Más allá de que se lanzó en 1979, la idea de crear la Clase G por parte de Mercedes-Benz, nació en 1972, época turbulenta en lo político y social tras lo sucedido en los Juegos Olímpicos de Münich, y una revolución del sector automotor, especialmente en Europa- Porsche alistaba la segunda generación del 911 Carrera y BMW multiplicaba sus ventas tanto de carros como de motocicletas; por los que Mercedes-Benz debía tener algo a la mano o estar desarrollando un proyecto.
Un año más tarde, la compañía germana unió esfuerzos con Steyr-Daimler-Puch AG y acordaron conjuntamente desarrollar un todoterreno para uso privado.
Como en todo proceso, la primera fase fue la más difícil ya que ante la gran lluvia de ideas, se discutieron varias propuestas, y al final se decantaron por crear una SUV robusta y con “capacidad todoterreno prácticamente ilimitada”.
Esta última “bondad”, puso a sufrir a más de un ingeniero ya que la Clase G debía tener una caja de transferencia sincronizada que bloqueaba el diferencial por completo.
Al final decidieron basar la Clase G en un “ladder type frame”, que podría soportar múltiples variantes.
En 1973, Mercedes presentó un modelo de madera  a escala 1:1 y comenzó a probar prototipos un año más tarde. En 1975 se realizó un segundo estudio de viabilidad y el Sha de Irán, que era accionista mayoritario de Daimler-Benz, expresó interés en una versión militar.
De hecho, pidió 20.000 unidades, pero tan rápido como hizo ese pedido, tuvo que cancelarlo después de la revolución de su país.
 Como rara anécdota , varios gobiernos empezaron a solicitar la Clase G para sus propios ejércitos y a su vez, este modelo fue Papamóvil.
Pasó el tiempo y la Clase G de Mercedes-Benz entró en producción en 1979.
Estaba inicialmente disponible como un convertible con una distancia corta entre ejes o un Station Wagon. También se alcanzó a construir una variante militar con una larga-distancia entre ejes y un techo de lona.

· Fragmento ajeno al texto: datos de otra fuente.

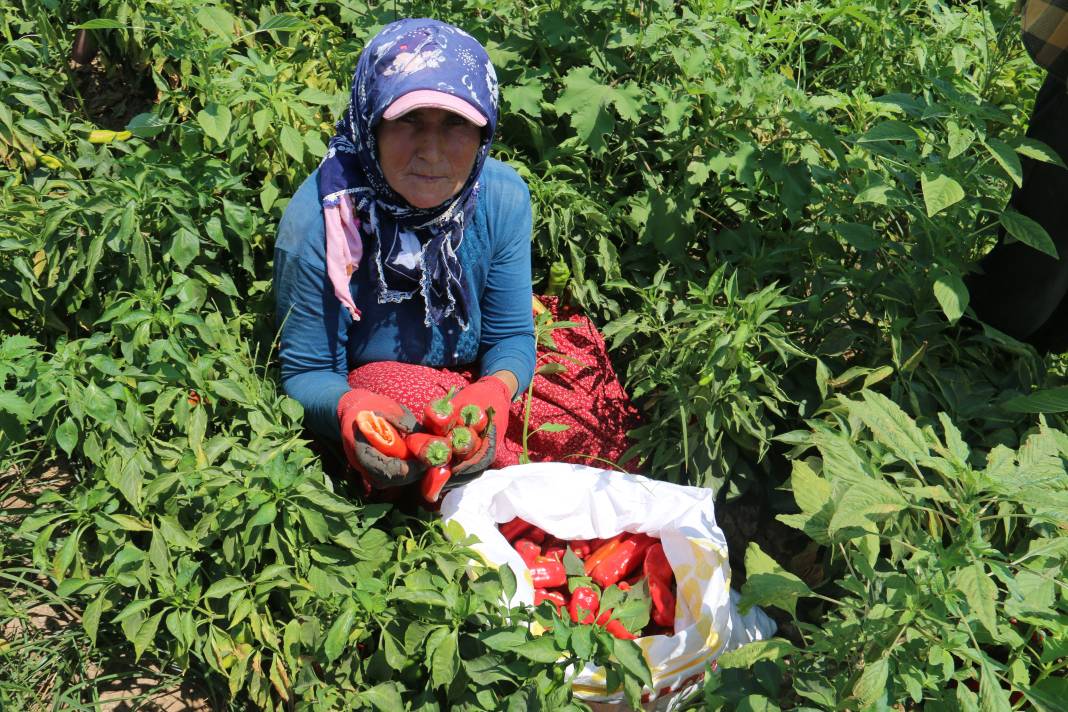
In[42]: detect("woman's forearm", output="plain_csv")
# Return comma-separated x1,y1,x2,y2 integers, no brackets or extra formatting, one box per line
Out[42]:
488,370,520,400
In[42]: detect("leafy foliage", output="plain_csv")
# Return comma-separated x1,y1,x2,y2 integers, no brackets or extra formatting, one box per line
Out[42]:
1,0,1067,709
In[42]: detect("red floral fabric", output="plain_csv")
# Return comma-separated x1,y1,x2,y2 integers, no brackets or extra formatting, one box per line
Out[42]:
347,296,641,469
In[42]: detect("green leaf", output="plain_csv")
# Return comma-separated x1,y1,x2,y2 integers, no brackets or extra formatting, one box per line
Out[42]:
554,66,641,154
257,14,307,32
933,270,968,323
133,611,163,660
852,655,890,707
196,6,236,38
157,517,198,550
0,391,31,422
83,592,105,645
513,635,563,663
858,120,918,142
431,630,459,689
362,682,405,712
979,657,1012,712
1014,138,1067,168
55,418,78,455
921,173,965,217
534,422,570,434
1002,386,1068,413
612,637,653,689
248,501,277,528
83,381,117,423
738,543,811,617
324,602,357,663
716,639,796,668
112,598,156,624
832,223,880,251
1000,209,1058,259
499,563,517,602
947,121,975,159
956,563,999,637
74,18,125,29
126,112,167,138
848,390,929,464
279,125,305,162
169,227,199,270
985,138,1023,188
197,103,232,145
204,577,247,599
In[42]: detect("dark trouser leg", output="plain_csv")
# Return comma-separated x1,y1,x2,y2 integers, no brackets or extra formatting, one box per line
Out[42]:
967,73,1068,352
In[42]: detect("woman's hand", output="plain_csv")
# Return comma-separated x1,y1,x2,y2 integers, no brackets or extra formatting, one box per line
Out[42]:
337,388,424,492
451,374,513,467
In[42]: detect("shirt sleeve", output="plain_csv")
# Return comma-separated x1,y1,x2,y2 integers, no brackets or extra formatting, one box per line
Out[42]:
274,174,352,441
477,162,536,396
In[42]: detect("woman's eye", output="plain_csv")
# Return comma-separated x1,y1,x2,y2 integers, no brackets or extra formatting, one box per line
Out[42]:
399,114,420,125
444,115,469,128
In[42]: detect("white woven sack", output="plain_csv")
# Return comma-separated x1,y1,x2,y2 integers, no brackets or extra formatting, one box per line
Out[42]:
440,462,775,710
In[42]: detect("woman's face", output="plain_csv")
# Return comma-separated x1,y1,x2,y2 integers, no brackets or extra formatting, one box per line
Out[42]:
376,108,482,209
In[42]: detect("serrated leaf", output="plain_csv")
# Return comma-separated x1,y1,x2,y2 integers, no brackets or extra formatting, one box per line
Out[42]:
554,66,641,154
738,543,811,617
848,390,929,464
852,655,889,707
324,602,356,663
921,173,965,217
257,14,307,32
1000,209,1058,259
957,563,999,638
985,138,1023,188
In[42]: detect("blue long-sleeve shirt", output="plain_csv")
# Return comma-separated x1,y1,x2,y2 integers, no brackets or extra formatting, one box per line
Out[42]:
274,157,536,441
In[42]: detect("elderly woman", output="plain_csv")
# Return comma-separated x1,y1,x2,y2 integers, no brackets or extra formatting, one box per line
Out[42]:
275,19,637,495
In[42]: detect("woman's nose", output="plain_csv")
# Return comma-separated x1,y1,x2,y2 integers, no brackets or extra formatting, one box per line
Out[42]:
414,125,446,162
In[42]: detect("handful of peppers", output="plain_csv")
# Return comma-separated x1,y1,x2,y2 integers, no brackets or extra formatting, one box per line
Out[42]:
354,388,495,503
499,517,677,639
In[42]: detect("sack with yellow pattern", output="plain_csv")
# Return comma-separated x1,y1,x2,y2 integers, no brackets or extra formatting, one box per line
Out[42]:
440,462,776,710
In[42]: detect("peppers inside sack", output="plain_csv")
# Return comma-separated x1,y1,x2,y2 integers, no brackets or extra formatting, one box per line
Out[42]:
355,410,408,459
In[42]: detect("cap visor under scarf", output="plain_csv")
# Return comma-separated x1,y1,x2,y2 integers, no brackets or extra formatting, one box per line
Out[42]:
382,89,488,127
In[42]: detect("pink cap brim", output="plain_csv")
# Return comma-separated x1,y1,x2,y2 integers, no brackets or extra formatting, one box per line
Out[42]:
382,90,487,127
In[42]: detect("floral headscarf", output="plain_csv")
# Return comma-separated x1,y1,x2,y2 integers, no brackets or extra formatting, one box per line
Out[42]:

Mercedes-Benz en esa época ofreció cuatro impulsores para la Clase G, que incluían, uno diésel de cuatro cilindros con 72 caballos de fuerza y otro de cinco cilindros con 88 HP.
Mientras que las opciones a gasolina eran: un motor seis cilindros, con 150 caballos de fuerza y dos cuatro cilindros con 90 HP y 100 Hp, respectivamente.
Habrá que esperar hasta enero de 2018 en el Salón de Detroit, para saber con qué nos sorprenderá la casa alemana, pero conociéndola, seguro será un vehículo increíble.